Re: Unicode characters unification

From: Hans Åberg via Unicode <unicode_at_unicode.org>
Date: Mon, 28 May 2018 22:23:54 +0200

> On 28 May 2018, at 21:38, Richard Wordingham <richard.wordingham_at_ntlworld.com> wrote:
>
> On Mon, 28 May 2018 21:14:58 +0200
> Hans Åberg via Unicode <unicode_at_unicode.org> wrote:
>
>>> On 28 May 2018, at 21:01, Richard Wordingham via Unicode
>>> <unicode_at_unicode.org> wrote:
>>>
>>> On Mon, 28 May 2018 20:19:09 +0200
>>> Hans Åberg via Unicode <unicode_at_unicode.org> wrote:
>>>
>>>> Indistinguishable math styles Latin and Greek uppercase letters
>>>> have been added, even though that was not so in for example TeX,
>>>> and thus no encoding legacy to consider.
>>>
>>> They sort differently - one can have vaguely alphabetical indexes of
>>> mathematical symbols.
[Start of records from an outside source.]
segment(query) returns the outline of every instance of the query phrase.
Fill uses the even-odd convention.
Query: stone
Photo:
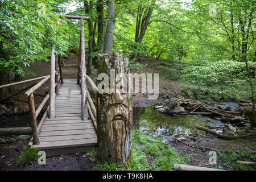
[[[226,125],[223,128],[222,132],[228,134],[234,135],[237,133],[237,129],[230,125]]]
[[[158,109],[158,111],[162,113],[171,113],[171,110],[167,106],[163,106]]]
[[[185,113],[185,109],[181,106],[176,106],[173,110],[173,112],[176,114],[180,114]]]
[[[163,105],[167,106],[170,109],[172,109],[178,104],[178,102],[174,100],[170,99],[163,102]]]
[[[16,139],[23,141],[26,141],[30,139],[31,137],[32,136],[30,135],[20,135],[16,136]]]
[[[5,104],[0,104],[0,108],[3,109],[5,111],[7,111],[8,110]]]

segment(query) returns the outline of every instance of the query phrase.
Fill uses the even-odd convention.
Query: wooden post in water
[[[132,156],[133,94],[129,59],[122,53],[98,55],[97,136],[99,159],[123,164]],[[101,90],[100,89],[102,89]]]
[[[55,75],[55,82],[59,84],[58,80],[59,80],[59,71],[58,71],[58,55],[55,55],[55,71],[56,73]],[[57,95],[59,95],[59,85],[57,85],[55,87],[55,93]]]
[[[82,119],[86,120],[87,111],[86,90],[85,83],[85,46],[84,40],[84,19],[81,19],[81,89],[82,93]]]
[[[58,56],[58,61],[59,61],[59,67],[60,69],[60,80],[61,80],[61,84],[64,84],[63,76],[62,75],[61,61],[60,61],[60,56]]]
[[[77,84],[80,84],[81,79],[81,47],[82,46],[82,43],[81,41],[82,40],[81,38],[81,35],[80,35],[80,42],[79,43],[79,61],[78,61],[78,68],[77,68]]]
[[[35,114],[35,102],[34,100],[34,94],[31,93],[28,97],[28,106],[30,107],[30,125],[32,129],[32,134],[33,136],[33,144],[39,144],[39,139],[38,135],[38,129],[36,126],[36,117]]]
[[[55,55],[54,49],[52,49],[51,57],[51,86],[50,86],[50,103],[49,118],[55,117]]]

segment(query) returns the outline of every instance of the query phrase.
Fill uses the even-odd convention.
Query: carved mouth
[[[115,116],[113,120],[118,120],[118,119],[122,119],[122,118],[120,115],[117,115]]]

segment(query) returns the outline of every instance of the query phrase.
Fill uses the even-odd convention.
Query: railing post
[[[63,84],[64,81],[63,81],[63,76],[62,75],[61,61],[60,61],[60,56],[58,56],[58,61],[59,61],[59,67],[60,68],[60,80],[61,80],[61,84]]]
[[[87,111],[86,90],[85,85],[85,47],[84,40],[84,19],[81,19],[81,90],[82,105],[82,119],[86,120]]]
[[[36,126],[36,118],[35,115],[35,102],[34,100],[34,94],[31,93],[28,97],[28,105],[30,113],[30,125],[32,129],[32,134],[33,135],[33,144],[39,144],[39,139],[38,135],[38,129]]]
[[[55,71],[56,73],[55,75],[55,82],[57,83],[57,86],[55,87],[55,93],[57,95],[59,95],[59,71],[58,71],[58,55],[55,55]]]
[[[51,88],[50,88],[50,103],[49,118],[55,117],[55,55],[54,49],[52,49],[51,57]]]

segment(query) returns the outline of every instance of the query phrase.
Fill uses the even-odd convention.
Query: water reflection
[[[205,134],[205,132],[196,129],[195,125],[212,127],[224,125],[220,118],[198,115],[172,117],[160,113],[153,106],[133,107],[133,117],[134,129],[152,136],[161,136],[164,141],[170,140],[170,136],[177,134]]]

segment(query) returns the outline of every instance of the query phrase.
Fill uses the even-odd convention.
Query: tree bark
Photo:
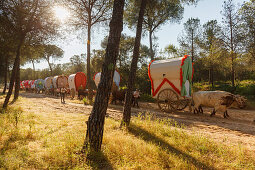
[[[150,41],[151,60],[154,60],[154,53],[153,53],[153,49],[152,49],[152,31],[149,31],[149,41]]]
[[[51,64],[50,64],[50,58],[47,57],[46,60],[47,60],[47,62],[48,62],[48,64],[49,64],[49,67],[50,67],[50,75],[52,76],[53,73],[52,73],[52,67],[51,67]]]
[[[14,61],[13,69],[12,69],[12,73],[11,73],[9,90],[8,90],[8,93],[7,93],[7,95],[5,97],[5,100],[4,100],[3,109],[7,108],[10,97],[12,95],[14,81],[15,81],[15,78],[16,78],[17,67],[19,66],[19,62],[20,62],[19,61],[20,60],[20,49],[21,49],[21,46],[23,45],[24,38],[25,38],[25,36],[21,37],[20,42],[19,42],[18,47],[17,47],[16,57],[15,57],[15,61]]]
[[[15,75],[15,91],[14,91],[14,99],[15,102],[19,98],[19,90],[20,90],[20,56],[17,59],[17,67],[16,67],[16,75]]]
[[[90,12],[89,12],[89,17],[90,16]],[[89,100],[92,100],[93,98],[93,94],[92,94],[92,80],[91,80],[91,72],[90,72],[90,40],[91,40],[91,20],[88,22],[88,40],[87,40],[87,88],[89,90],[89,95],[88,98]]]
[[[33,79],[35,79],[35,62],[34,62],[33,59],[31,60],[31,62],[32,62],[32,65],[33,65],[33,74],[32,74],[32,77],[33,77]]]
[[[6,92],[6,88],[7,88],[7,75],[8,75],[8,56],[5,56],[5,73],[4,73],[4,89],[3,89],[3,94],[5,94]]]
[[[127,93],[125,96],[125,105],[123,110],[123,118],[121,122],[121,126],[129,126],[131,120],[131,105],[132,105],[132,90],[135,83],[135,76],[136,76],[136,69],[137,69],[137,62],[139,58],[139,49],[140,49],[140,42],[141,42],[141,34],[142,34],[142,24],[143,24],[143,16],[144,10],[146,7],[147,0],[142,0],[139,12],[139,18],[136,28],[136,37],[135,37],[135,46],[133,51],[133,59],[131,63],[131,69],[128,77],[128,88]]]
[[[112,79],[119,53],[120,36],[123,30],[123,10],[125,0],[115,0],[110,22],[110,33],[105,60],[93,109],[87,122],[86,139],[82,151],[100,151],[103,139],[105,114],[108,107]]]

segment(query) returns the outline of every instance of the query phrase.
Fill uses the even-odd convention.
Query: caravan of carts
[[[191,101],[191,81],[193,77],[193,65],[191,57],[185,55],[180,58],[155,60],[148,68],[151,81],[152,97],[157,100],[158,107],[164,112],[185,109]],[[96,86],[100,82],[101,73],[94,75]],[[112,90],[119,90],[120,74],[114,72]],[[71,98],[78,93],[88,93],[86,89],[87,78],[82,72],[71,74],[69,77],[61,75],[47,77],[44,80],[24,80],[20,83],[22,89],[45,94],[57,95],[60,88],[68,89]]]
[[[98,86],[100,81],[101,73],[96,73],[94,75],[94,81],[96,86]],[[114,74],[114,84],[119,88],[120,85],[120,74],[115,71]],[[79,99],[82,99],[84,96],[88,95],[88,90],[86,89],[87,77],[85,73],[78,72],[71,74],[70,76],[60,75],[54,77],[47,77],[37,80],[24,80],[20,82],[20,88],[26,92],[35,92],[35,93],[45,93],[47,95],[57,96],[60,93],[61,88],[66,88],[67,93],[70,94],[71,98],[74,98],[75,95],[78,95]],[[93,91],[93,94],[96,92]]]
[[[37,80],[24,80],[21,81],[21,89],[27,92],[45,93],[49,95],[58,95],[61,88],[66,88],[68,93],[75,93],[78,89],[85,89],[87,78],[82,72],[72,74],[69,77],[59,75],[54,77],[47,77]],[[74,97],[74,96],[73,96]]]
[[[152,97],[164,112],[185,109],[191,101],[191,57],[152,61],[148,68]]]

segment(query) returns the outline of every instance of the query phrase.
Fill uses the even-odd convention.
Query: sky
[[[180,23],[165,24],[155,33],[156,37],[158,37],[158,40],[156,41],[158,44],[158,50],[164,49],[169,44],[179,46],[177,37],[183,31],[183,24],[188,20],[188,18],[192,17],[200,19],[201,25],[213,19],[216,19],[220,24],[222,21],[222,15],[220,11],[223,9],[223,2],[224,0],[200,0],[196,6],[184,6],[184,15]],[[242,4],[244,0],[233,0],[233,2],[235,4]],[[122,33],[130,36],[135,36],[135,31],[129,30],[126,26],[124,26]],[[95,28],[91,38],[91,51],[93,49],[101,49],[101,41],[107,35],[107,30],[104,30],[103,28]],[[66,39],[55,44],[63,49],[64,57],[59,60],[52,61],[54,64],[70,62],[70,58],[73,55],[86,53],[86,36],[83,36],[83,40],[77,38],[78,36],[78,34],[68,35]],[[141,43],[149,46],[149,37],[143,37]],[[32,68],[32,64],[26,64],[22,68],[29,67]],[[36,70],[48,68],[48,64],[46,61],[41,61],[40,63],[35,64],[35,68]]]

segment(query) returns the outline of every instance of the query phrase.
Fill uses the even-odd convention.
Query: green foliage
[[[87,97],[84,97],[82,99],[82,102],[84,105],[93,105],[95,102],[95,98],[93,98],[92,100],[89,100]]]
[[[144,102],[156,102],[156,99],[152,98],[152,96],[150,94],[141,94],[141,101]]]
[[[193,91],[206,91],[212,90],[212,87],[208,85],[208,83],[194,83]],[[215,82],[215,86],[213,90],[222,90],[227,91],[239,95],[246,96],[248,98],[254,98],[255,96],[255,81],[254,80],[244,80],[237,82],[236,87],[231,86],[231,82]]]

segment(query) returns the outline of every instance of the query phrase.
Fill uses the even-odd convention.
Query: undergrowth
[[[129,128],[106,118],[102,152],[81,154],[87,116],[9,107],[0,114],[3,169],[254,169],[242,145],[225,145],[150,113]]]

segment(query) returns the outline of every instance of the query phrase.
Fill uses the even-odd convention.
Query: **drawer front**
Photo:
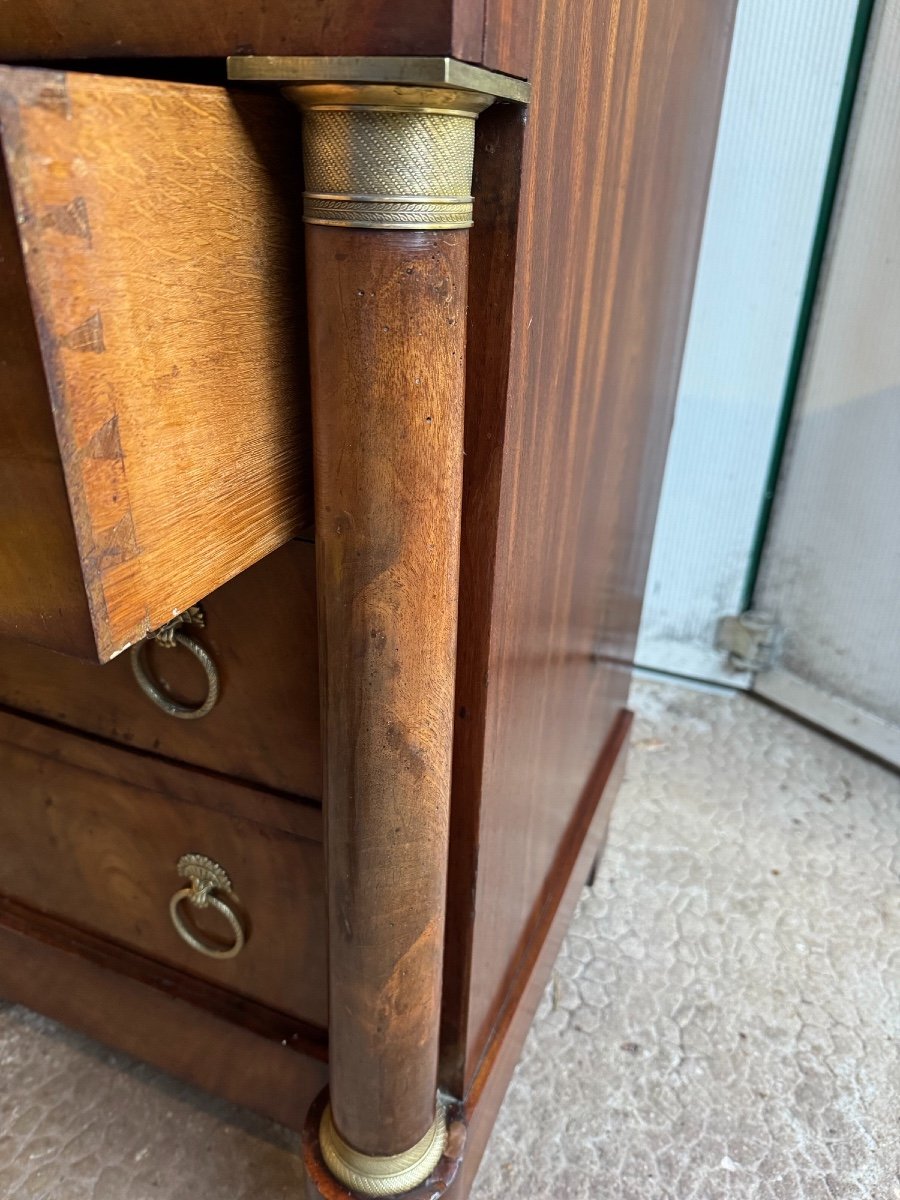
[[[324,854],[318,811],[210,781],[0,714],[0,894],[233,992],[326,1022]],[[169,912],[178,863],[228,874],[217,895],[245,931],[214,959]],[[215,908],[179,905],[214,948],[235,936]]]
[[[221,677],[216,707],[169,716],[138,685],[130,653],[103,666],[0,640],[0,703],[253,784],[322,797],[316,554],[290,542],[204,601],[196,637]],[[206,680],[184,649],[149,648],[161,683],[197,703]]]
[[[0,634],[106,661],[310,523],[296,119],[0,67]]]

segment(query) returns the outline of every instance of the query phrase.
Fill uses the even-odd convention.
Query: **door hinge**
[[[736,671],[768,671],[781,649],[781,629],[766,612],[722,617],[715,630],[715,648],[725,650]]]

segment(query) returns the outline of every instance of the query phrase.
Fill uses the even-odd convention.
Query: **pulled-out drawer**
[[[131,652],[98,666],[0,638],[0,703],[252,784],[322,797],[316,553],[292,541],[204,601],[196,638],[217,666],[218,703],[199,720],[162,712],[139,690]],[[185,649],[144,652],[167,691],[206,691]]]
[[[318,809],[1,713],[0,767],[0,895],[325,1026]]]
[[[310,522],[299,132],[0,67],[0,634],[106,661]]]

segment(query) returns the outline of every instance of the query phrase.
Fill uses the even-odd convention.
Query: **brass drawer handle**
[[[240,954],[246,935],[240,917],[227,899],[232,894],[228,872],[205,854],[182,854],[178,860],[178,874],[182,880],[190,881],[188,886],[180,888],[169,901],[169,916],[179,937],[187,942],[191,949],[210,959],[233,959],[235,954]],[[221,913],[232,926],[234,935],[232,944],[223,947],[200,937],[182,917],[182,901],[192,904],[196,908],[215,908]]]
[[[205,716],[206,713],[215,708],[218,700],[218,670],[212,661],[212,656],[205,647],[200,646],[196,638],[181,629],[182,625],[199,625],[203,629],[205,624],[206,618],[203,608],[199,605],[192,605],[181,616],[175,617],[174,620],[163,625],[155,634],[151,634],[146,641],[139,642],[131,648],[131,668],[134,672],[134,678],[140,690],[163,713],[168,713],[169,716],[178,716],[182,721],[196,721],[198,718]],[[158,642],[166,649],[174,649],[176,646],[181,646],[193,654],[206,673],[205,700],[199,704],[182,704],[160,686],[146,661],[146,648],[151,641]]]

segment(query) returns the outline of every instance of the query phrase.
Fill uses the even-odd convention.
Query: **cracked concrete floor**
[[[628,778],[472,1200],[900,1200],[900,780],[635,688]],[[296,1198],[295,1139],[0,1007],[2,1200]]]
They also have quite different compatibility
>>> decompositions.
>>>
>>> Does sorting offer an argument for encoding these symbols
>>> differently. I'm not sure it's a strong arguments - how likely is
>>> one to have a list where the difference matters?
>>
>> The main point is that they are not likely to be distinguishable when
>> used side-by-side in the same formula. They could be of significance
>> if using Greek names instead of letters, of length greater than one,
>> then. But it is not wrong to add them, because it is easier than
>> having to think through potential uses.
>
> By these symbols, I meant the quarter-tone symbols. Capital em and
> capital mu, as symbols, need to be encoded separately for proper
> sorting.

Some of the math style letters are out of order for legacy reasons, so sorting may not work well.

SMuFL have different fonts for text and music engraving, but I can't think of any use of sorting them.